As noções de "despersonalização" e "dessocialização" foram desenvolvidas pelo antropólogo econômico Claude Meilassoux na obra Antropologia da escravidão. De acordo com o autor, a escravização opera esses dois processos no indivíduo. Ao ser escravizado,  a pessoa passa por uma dessocialização na medida em que é extraída de sua comunidade originária e levada a outro lugar, abandonando aspectos de sua cultura, língua e religião. Nesse sentido, o escravo passa a ser permanentemente um estrangeiro inserido forçosamente em outro ambiente. A partir de então, o escravizado  é despersonalizado, ou seja, passa a ser entendido como uma mercadoria. Vale destacar aqui que a "noção do escravo como mercadoria" deve ser associada exclusivamente ao seu estatuto jurídico, considerando que necessitavam, por exemplo, de um curador - representante, pois os cativos não eram considerados sujeitos jurídicos -  e eram impedidos de acumular pecúlio.

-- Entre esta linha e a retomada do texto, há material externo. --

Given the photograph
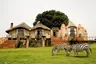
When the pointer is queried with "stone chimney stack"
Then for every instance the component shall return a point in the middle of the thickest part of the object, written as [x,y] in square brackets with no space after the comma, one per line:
[11,26]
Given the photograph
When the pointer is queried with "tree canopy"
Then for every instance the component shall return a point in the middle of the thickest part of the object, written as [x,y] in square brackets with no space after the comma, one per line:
[51,18]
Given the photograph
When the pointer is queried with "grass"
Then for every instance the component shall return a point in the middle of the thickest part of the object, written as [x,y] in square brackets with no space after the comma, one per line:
[42,55]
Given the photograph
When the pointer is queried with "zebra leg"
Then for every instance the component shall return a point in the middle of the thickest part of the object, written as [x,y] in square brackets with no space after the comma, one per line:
[67,52]
[53,51]
[87,51]
[58,51]
[75,53]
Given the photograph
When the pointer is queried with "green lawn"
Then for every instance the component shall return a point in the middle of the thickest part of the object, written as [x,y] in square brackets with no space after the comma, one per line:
[42,55]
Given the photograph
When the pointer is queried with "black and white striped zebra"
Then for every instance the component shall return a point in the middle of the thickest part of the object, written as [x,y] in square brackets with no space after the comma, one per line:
[79,48]
[59,47]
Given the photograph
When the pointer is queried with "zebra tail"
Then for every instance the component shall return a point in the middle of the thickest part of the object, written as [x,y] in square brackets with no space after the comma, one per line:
[90,50]
[53,51]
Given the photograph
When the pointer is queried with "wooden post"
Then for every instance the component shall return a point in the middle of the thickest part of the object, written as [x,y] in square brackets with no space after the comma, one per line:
[27,43]
[43,40]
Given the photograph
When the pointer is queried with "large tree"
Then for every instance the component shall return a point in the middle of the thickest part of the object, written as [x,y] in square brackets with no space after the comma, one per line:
[51,18]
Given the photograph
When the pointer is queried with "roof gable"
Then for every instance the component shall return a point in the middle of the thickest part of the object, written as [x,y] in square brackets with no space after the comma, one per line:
[71,24]
[22,25]
[39,25]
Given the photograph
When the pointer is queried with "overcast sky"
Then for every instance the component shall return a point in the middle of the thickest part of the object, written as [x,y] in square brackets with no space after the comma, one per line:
[18,11]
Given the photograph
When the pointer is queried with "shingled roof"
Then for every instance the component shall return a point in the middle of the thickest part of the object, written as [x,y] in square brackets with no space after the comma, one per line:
[22,25]
[71,24]
[39,25]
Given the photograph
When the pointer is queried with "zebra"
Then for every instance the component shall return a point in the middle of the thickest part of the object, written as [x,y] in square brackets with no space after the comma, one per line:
[59,47]
[79,47]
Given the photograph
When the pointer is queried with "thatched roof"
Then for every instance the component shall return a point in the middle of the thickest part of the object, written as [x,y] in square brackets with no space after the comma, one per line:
[71,24]
[39,25]
[22,25]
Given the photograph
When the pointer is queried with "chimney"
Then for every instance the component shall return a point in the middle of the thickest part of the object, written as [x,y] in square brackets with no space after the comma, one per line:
[11,26]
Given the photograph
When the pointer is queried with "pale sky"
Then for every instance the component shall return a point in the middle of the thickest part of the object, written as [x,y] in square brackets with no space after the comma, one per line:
[18,11]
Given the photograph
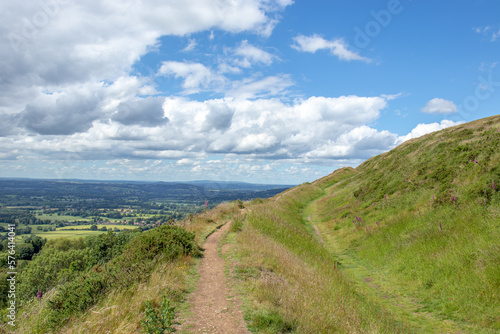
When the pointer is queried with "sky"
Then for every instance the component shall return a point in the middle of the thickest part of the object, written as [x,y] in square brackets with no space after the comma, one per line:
[262,91]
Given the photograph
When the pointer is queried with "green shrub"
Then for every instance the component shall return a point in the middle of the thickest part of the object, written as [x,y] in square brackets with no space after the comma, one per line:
[159,322]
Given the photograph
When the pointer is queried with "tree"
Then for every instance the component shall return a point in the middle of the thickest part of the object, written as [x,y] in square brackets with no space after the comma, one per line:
[25,251]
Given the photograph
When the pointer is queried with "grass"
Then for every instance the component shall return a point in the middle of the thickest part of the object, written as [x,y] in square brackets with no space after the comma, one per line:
[122,308]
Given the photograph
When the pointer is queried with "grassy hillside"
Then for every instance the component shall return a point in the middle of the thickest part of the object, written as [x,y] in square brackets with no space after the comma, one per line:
[407,242]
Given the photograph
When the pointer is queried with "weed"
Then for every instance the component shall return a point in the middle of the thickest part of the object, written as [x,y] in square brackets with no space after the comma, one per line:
[159,321]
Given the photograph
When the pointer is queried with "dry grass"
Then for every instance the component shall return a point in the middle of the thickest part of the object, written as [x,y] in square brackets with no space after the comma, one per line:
[121,311]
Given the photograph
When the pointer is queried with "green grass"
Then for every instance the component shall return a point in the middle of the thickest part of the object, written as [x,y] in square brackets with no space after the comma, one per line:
[66,234]
[82,227]
[405,273]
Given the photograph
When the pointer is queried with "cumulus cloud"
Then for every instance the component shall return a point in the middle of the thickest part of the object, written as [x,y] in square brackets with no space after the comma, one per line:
[196,76]
[146,112]
[64,89]
[439,106]
[337,47]
[247,55]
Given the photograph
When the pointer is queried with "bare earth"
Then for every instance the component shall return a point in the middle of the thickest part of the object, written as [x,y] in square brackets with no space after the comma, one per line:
[211,309]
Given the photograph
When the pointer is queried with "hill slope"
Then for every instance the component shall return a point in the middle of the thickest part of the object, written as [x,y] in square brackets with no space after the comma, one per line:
[408,242]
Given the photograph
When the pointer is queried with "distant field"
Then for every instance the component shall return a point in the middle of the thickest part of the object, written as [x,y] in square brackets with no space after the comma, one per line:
[81,227]
[62,217]
[67,234]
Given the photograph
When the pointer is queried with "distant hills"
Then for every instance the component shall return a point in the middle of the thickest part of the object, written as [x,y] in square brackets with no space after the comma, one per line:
[126,191]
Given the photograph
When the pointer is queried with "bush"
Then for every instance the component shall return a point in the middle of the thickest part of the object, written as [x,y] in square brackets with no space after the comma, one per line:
[159,322]
[25,251]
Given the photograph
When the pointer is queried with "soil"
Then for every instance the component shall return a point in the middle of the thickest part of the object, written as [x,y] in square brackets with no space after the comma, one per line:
[212,310]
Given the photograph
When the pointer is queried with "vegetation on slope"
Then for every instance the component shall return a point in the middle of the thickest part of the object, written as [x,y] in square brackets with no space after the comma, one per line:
[412,243]
[117,283]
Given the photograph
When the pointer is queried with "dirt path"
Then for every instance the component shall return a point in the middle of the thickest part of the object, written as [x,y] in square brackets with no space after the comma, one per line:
[212,311]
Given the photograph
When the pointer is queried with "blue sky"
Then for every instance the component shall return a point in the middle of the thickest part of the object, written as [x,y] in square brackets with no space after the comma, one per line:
[265,91]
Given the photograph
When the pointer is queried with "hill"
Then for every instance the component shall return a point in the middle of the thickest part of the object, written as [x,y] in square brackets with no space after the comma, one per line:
[409,241]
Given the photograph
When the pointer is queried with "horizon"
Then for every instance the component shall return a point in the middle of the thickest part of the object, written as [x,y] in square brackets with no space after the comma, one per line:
[146,181]
[261,91]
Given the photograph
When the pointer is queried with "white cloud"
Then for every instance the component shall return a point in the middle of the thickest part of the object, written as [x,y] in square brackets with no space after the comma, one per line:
[191,46]
[196,76]
[439,106]
[423,129]
[252,88]
[337,47]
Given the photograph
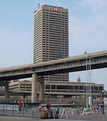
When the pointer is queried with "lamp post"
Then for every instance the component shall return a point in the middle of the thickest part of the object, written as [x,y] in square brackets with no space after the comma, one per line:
[90,85]
[103,101]
[86,82]
[48,93]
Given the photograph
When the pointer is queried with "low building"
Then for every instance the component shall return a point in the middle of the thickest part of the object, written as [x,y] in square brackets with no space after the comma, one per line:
[56,89]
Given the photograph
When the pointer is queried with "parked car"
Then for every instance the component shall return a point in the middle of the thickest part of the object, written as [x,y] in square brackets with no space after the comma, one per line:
[73,102]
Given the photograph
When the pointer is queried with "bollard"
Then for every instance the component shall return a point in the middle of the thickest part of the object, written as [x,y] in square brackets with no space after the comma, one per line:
[12,110]
[32,112]
[3,110]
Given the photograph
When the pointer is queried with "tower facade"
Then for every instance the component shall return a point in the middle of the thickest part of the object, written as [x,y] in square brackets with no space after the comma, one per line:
[51,37]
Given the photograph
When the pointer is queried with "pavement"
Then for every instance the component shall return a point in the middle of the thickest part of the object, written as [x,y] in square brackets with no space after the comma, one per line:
[91,117]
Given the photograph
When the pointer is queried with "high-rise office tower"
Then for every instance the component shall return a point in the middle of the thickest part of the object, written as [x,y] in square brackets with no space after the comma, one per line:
[51,37]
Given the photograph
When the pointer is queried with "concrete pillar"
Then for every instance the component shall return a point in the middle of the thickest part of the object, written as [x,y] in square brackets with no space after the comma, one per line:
[34,88]
[41,90]
[6,91]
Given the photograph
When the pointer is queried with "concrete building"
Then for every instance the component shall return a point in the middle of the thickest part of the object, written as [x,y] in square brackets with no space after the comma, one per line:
[57,89]
[51,37]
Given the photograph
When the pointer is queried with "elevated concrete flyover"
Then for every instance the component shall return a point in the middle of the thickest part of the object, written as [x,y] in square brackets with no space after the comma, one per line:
[71,64]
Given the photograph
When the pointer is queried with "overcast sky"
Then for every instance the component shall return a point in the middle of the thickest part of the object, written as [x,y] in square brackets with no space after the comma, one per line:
[87,32]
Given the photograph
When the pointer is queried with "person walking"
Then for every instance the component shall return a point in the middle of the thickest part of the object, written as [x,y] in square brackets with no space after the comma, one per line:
[57,112]
[20,106]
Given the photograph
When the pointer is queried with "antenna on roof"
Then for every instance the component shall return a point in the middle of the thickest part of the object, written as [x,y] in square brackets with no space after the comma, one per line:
[38,5]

Ou seja, é importante destacar que considerar o escravo como "coisa" não deve significar a retirada de sua humanidade e/ou negar a possibilidade de atuação e reação dentro do sistema escravista. 

Nota: Até meados da década de 1970, foi persistente na produção historiográfica a ideia de “anomia” relativa aos cativos, que consiste na ausência de normas ou nexos sociais que possibilitassem a mobilização e resistência desses contra seus opressores e o sistema escravista. Tratava-se de uma visão que entendia os escravos como coisas, destituindo-os de agência diante do sistema escravista. A historiografia recente tem produzido diversos trabalhos que contrariam essa tese, enfatizando os diversos espaços de resistência e criação forjados dentro do sistema escravista, sejam eles por meio de ações como rebeliões e fugas ou resistência no dia a dia, como a preservação de suas culturas e o estabelecimento de laços entre os próprios cativos. Nesse período da nova produção historiográfica, destacamos a obra Na senzala, uma flor (1999), de Robert Slenes. Esse importante trabalho trata da constituição de laços afetivos entre os cativos, representando uma contraposição à suposta anomia dos escravos.